In one embodiment, there is also provided a computer readable storage medium having a computer program stored thereon, the computer program when executed by a processor implementing the steps of:
acquiring time sequence data and space sequence data associated with the user behavior;
according to a plurality of index actual values before a preset time point in the time sequence data, an index confidence interval of a user at the preset time point is predicted through an ARIMA model;
comparing the actual index value of the user at a preset time point with the corresponding index confidence interval to obtain a first detection result aiming at the behavior of the user;
according to the spatial sequence data, carrying out anomaly detection through a pre-trained SOM neural network model to obtain a second detection result aiming at the user behavior;
and performing abnormal recognition on the user behavior according to the first detection result and the second detection result.

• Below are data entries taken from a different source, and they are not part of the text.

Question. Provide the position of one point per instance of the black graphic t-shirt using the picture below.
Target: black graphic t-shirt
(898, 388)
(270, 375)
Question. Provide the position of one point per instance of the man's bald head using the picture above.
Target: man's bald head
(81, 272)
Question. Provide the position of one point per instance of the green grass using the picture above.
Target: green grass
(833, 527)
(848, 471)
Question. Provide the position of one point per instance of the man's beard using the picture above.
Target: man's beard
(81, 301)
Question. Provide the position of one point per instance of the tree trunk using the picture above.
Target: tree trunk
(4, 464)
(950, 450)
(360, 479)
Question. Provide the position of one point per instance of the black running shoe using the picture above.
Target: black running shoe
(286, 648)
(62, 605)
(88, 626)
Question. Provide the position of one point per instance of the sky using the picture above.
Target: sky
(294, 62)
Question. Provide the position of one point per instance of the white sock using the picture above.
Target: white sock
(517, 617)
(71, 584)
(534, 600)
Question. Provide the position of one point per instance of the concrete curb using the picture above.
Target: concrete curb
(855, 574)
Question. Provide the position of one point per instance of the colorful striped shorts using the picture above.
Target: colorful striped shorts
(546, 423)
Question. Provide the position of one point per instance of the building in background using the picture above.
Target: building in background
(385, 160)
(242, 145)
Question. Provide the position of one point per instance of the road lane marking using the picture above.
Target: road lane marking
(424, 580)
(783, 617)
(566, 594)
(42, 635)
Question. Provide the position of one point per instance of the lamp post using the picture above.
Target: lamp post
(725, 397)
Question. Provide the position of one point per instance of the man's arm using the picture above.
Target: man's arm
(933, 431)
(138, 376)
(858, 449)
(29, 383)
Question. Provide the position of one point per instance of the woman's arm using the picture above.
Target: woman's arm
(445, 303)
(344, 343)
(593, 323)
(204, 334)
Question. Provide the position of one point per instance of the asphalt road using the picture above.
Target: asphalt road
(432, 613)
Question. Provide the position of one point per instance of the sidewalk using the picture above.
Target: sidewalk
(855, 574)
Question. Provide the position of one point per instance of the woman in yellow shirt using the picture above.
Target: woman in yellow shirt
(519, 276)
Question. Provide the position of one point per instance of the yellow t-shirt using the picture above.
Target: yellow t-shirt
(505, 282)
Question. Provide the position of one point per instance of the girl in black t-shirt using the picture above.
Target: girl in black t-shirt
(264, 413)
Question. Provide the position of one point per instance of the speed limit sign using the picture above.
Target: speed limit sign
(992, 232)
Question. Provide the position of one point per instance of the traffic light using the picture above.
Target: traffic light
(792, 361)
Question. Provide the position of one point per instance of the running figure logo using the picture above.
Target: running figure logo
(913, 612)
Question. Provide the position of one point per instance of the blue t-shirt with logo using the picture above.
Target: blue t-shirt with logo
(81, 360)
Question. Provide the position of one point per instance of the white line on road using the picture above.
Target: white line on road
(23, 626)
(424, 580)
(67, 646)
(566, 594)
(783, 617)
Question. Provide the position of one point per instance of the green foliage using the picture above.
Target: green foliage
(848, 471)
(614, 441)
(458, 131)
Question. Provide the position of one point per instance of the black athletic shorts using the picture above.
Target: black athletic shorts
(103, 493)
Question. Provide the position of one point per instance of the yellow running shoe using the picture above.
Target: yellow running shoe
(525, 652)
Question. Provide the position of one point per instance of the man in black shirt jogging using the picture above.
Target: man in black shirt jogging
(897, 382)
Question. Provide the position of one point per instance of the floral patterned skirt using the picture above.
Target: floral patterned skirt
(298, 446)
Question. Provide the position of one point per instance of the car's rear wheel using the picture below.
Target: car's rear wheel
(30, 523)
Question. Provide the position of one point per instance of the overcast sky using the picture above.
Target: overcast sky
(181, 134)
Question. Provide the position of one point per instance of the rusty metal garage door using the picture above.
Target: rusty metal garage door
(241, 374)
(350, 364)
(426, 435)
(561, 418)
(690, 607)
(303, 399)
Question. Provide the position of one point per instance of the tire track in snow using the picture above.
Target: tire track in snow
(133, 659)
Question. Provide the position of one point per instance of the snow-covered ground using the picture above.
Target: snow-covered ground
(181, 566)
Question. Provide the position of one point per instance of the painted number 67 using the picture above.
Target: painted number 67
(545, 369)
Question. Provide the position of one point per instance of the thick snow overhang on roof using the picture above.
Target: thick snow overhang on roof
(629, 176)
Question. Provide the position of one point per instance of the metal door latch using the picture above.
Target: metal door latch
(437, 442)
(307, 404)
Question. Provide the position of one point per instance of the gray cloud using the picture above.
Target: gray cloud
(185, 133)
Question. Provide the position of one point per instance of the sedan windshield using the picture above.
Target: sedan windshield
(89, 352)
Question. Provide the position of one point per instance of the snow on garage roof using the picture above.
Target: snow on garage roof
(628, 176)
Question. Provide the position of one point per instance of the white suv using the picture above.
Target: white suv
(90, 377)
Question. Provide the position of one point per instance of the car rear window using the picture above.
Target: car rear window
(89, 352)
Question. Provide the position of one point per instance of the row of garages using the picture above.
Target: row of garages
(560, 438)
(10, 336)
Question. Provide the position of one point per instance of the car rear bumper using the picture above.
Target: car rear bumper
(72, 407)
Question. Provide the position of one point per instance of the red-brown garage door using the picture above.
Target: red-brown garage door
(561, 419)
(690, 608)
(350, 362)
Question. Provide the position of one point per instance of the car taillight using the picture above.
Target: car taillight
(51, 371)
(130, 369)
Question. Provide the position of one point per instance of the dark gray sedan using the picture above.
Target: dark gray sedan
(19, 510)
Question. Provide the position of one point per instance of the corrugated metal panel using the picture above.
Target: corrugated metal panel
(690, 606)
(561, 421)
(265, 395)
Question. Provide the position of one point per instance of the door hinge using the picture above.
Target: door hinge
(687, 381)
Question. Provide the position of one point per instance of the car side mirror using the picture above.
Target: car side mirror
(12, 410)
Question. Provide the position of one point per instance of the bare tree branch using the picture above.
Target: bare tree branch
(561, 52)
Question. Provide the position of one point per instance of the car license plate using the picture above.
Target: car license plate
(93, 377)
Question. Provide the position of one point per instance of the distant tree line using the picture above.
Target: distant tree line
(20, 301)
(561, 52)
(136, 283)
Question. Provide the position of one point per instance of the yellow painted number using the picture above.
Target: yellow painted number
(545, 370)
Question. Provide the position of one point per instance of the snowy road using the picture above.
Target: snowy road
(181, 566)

It will be understood by those skilled in the art that all or part of the processes of the methods of the embodiments described above can be implemented by hardware instructions of a computer program, which can be stored in a non-volatile computer-readable storage medium, and when executed, can include the processes of the embodiments of the methods described above. Any reference to memory, storage, databases, or other media used in embodiments provided herein may include non-volatile and/or volatile memory. Non-volatile memory can include read-only memory (ROM), Programmable ROM (PROM), Electrically Programmable ROM (EPROM), Electrically Erasable Programmable ROM (EEPROM), or flash memory. Volatile memory can include Random Access Memory (RAM) or external cache memory. By way of illustration and not limitation, RAM is available in a variety of forms such as Static RAM (SRAM), Dynamic RAM (DRAM), Synchronous DRAM (SDRAM), Double Data Rate SDRAM (DDRSDRAM), Enhanced SDRAM (ESDRAM), Synchronous Link DRAM (SLDRAM), Rambus Direct RAM (RDRAM), direct bus dynamic RAM (DRDRAM), and memory bus dynamic RAM (RDRAM).
The technical features of the above embodiments can be arbitrarily combined, and for the sake of brevity, all possible combinations of the technical features in the above embodiments are not described, but should be considered as the scope of the present specification as long as there is no contradiction between the combinations of the technical features.
The above examples only show some embodiments of the present invention, and the description thereof is more specific and detailed, but not construed as limiting the scope of the invention. It should be noted that, for a person skilled in the art, several variations and modifications can be made without departing from the inventive concept, which falls within the scope of the present invention. Therefore, the protection scope of the present patent shall be subject to the appended claims.